On 15 March 1978 at daybreak, 20,000 Israeli army troops invaded Lebanon and occupied the southern part of the country. The official story was that the "Litani" operation was a reprisal for a Palestinian terrorist attack which had killed 37 Israeli civilians ; but the "Tsahal" ground troops proceeded to kill one thousand Lebanese and Palestinians, mostly civilians, and there were at least three cases of mass murder, carried out in the villages of Abbasieh, Khiam and Kunin. Some 300,000 inhabitants, both Lebanese and Palestinians, were forced to flee northwards.

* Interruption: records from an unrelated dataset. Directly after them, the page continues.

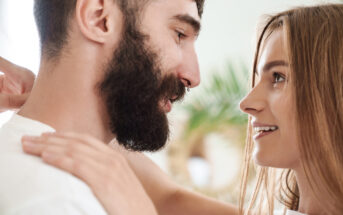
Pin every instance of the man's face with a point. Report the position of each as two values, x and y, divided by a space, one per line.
149 70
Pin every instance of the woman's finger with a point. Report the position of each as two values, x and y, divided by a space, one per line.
84 138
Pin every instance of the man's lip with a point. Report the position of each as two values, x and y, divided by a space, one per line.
258 124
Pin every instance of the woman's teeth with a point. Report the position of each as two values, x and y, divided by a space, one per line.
265 129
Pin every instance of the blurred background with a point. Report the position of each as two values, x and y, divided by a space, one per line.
208 130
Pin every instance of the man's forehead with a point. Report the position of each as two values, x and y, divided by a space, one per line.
174 8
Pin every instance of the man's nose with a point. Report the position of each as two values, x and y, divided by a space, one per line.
189 72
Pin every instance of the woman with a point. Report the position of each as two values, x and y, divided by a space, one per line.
295 112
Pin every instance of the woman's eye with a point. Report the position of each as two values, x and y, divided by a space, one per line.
278 78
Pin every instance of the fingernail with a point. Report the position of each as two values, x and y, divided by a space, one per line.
48 156
48 133
30 138
29 144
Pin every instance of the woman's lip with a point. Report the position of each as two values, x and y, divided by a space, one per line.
262 134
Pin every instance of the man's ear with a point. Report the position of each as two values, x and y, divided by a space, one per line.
98 20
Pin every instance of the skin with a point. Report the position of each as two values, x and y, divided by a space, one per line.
15 85
271 102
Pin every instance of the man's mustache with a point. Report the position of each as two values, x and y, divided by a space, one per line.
172 88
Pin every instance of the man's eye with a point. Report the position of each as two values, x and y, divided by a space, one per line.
180 36
278 78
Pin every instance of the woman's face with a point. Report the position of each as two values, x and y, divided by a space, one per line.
271 106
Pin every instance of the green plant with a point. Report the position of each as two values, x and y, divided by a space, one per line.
217 104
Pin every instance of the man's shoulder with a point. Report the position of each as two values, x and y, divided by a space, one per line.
27 182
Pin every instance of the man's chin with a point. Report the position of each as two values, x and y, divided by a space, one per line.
166 106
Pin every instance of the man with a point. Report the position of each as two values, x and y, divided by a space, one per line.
111 69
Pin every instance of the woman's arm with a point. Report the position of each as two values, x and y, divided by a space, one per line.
170 198
88 158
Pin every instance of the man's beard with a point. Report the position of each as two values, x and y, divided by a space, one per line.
133 89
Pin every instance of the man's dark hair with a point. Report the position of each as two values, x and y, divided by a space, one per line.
52 18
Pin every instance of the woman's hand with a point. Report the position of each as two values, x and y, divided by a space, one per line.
15 85
104 169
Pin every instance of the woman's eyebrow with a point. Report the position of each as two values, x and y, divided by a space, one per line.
268 66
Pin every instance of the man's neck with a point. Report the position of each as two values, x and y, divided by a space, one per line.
65 97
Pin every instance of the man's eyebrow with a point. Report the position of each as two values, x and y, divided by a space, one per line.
185 18
268 66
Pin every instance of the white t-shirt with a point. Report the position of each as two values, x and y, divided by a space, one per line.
30 187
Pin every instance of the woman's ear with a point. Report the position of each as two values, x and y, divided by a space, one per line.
99 20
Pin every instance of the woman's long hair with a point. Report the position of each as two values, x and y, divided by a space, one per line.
314 38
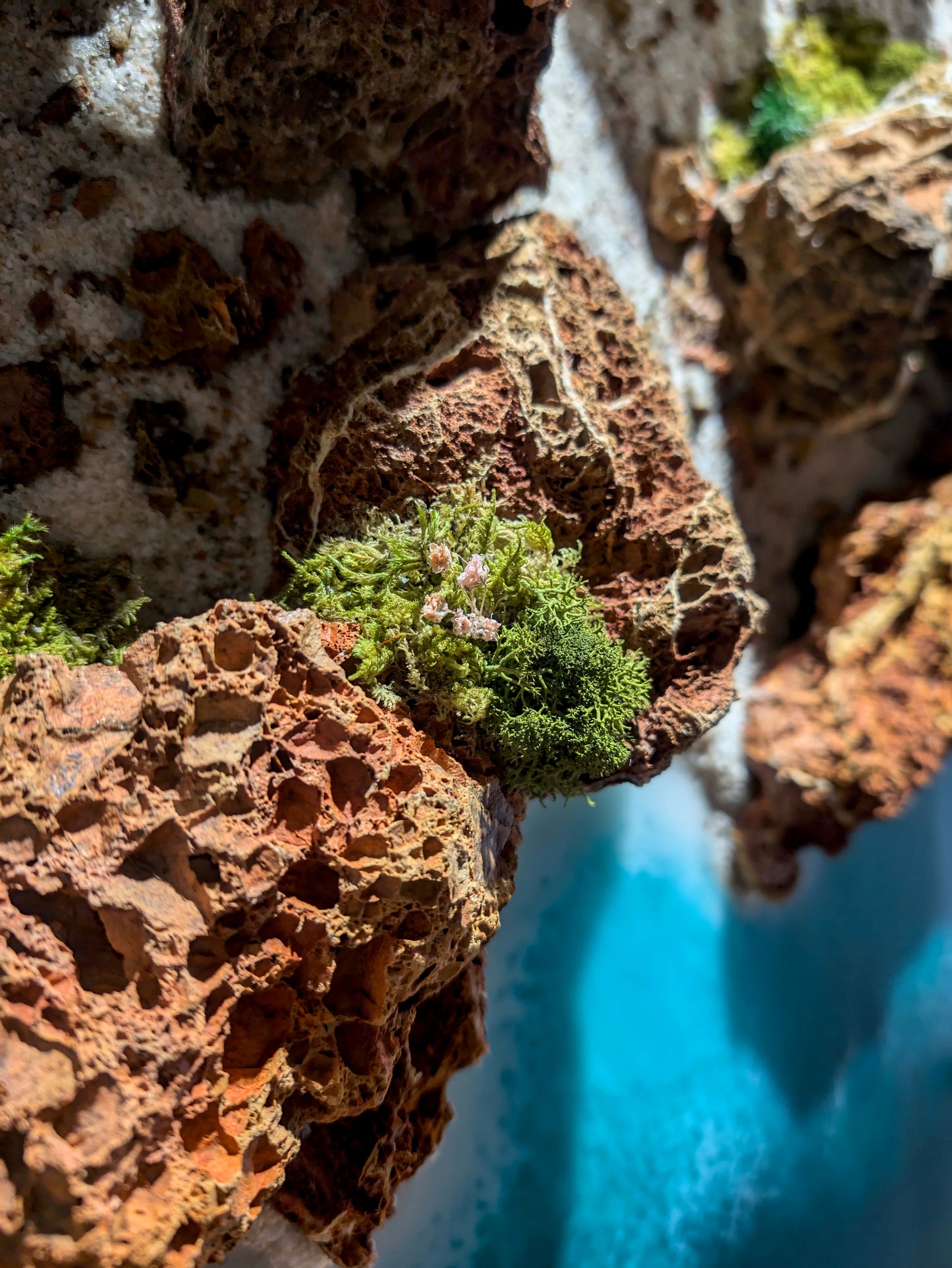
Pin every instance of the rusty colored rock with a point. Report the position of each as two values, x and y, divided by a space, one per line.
274 271
680 193
517 363
65 103
240 903
858 715
196 311
36 437
93 197
828 264
185 297
426 108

On 19 March, the UN Security Council voted Resolution 425 creating an international intervention force, the UNIFIL, and ordered Israel to withdraw. "We don’t want one square kilometer of Lebanon, and not one litre of her water", declared the Israeli government. And yet the occupation of Lebanon was to last for 22 years, until it was forced out by the Hezbollah-led resistance. During this lengthy occupation, contracted out to allied militias, i.e. the "Army of Free Lebanon" and then the "Army of South Lebanon", Israel tried in vain to integrate the region into its own sphere of power, all the while practising the worst forms of violence on the population.

Lebanon had in fact been included, almost from the start, in the agenda of the Zionist movement. On the eve of the 1948 war, the leader of the movement, David Ben Gurion, prayed for the "liberation" of the whole of Eretz Israel ("the land of Israel"), a region supposedly comprising not only Palestine but also Jordan, the Sinai desert and the southern part of Lebanon as far as the Litani river. Ben Gurion was already dreaming about the disappearance of Lebanon, with the south annexed by Israel and a tiny "Christian state" in the north, to be entrusted to a puppet ("a mere army captain will do", he wrote).

Things didn’t go quite according to plan, but the aim was never to be forgotten. In 1948, the Israeli army had already conquered seven areas, whose inhabitants were expelled, if not slaughtered as in the case of the villages of Houla and Sulha ; the army subsequently carried out dozens of attacks between 1949 and 1964, during a period when the Palestinian guerrilla movement hadn’t yet been born. When the PLO installed itself in Lebanon and launched armed operations from that territory against Israel after the 1967 war, Israel did not confine its attacks to the Palestinian camps and fighters. The Jewish state also systematically attacked targets which were purely Lebanese, in order to damage the country’s infrastructure. The dynamiting of the entire fleet of MEA, the Lebanese civil aviation company, at the end of 1968 in Beirut, was a demonstration of its desire for Lebanon’s destruction.

This same yearning led the Israeli general Dan Halutz to vow "We will knock Lebanon back twenty years" when he launched total war on Lebanon in July 2006, on the supposed pretext of freeing two Israeli soldiers captured during a border skirmish.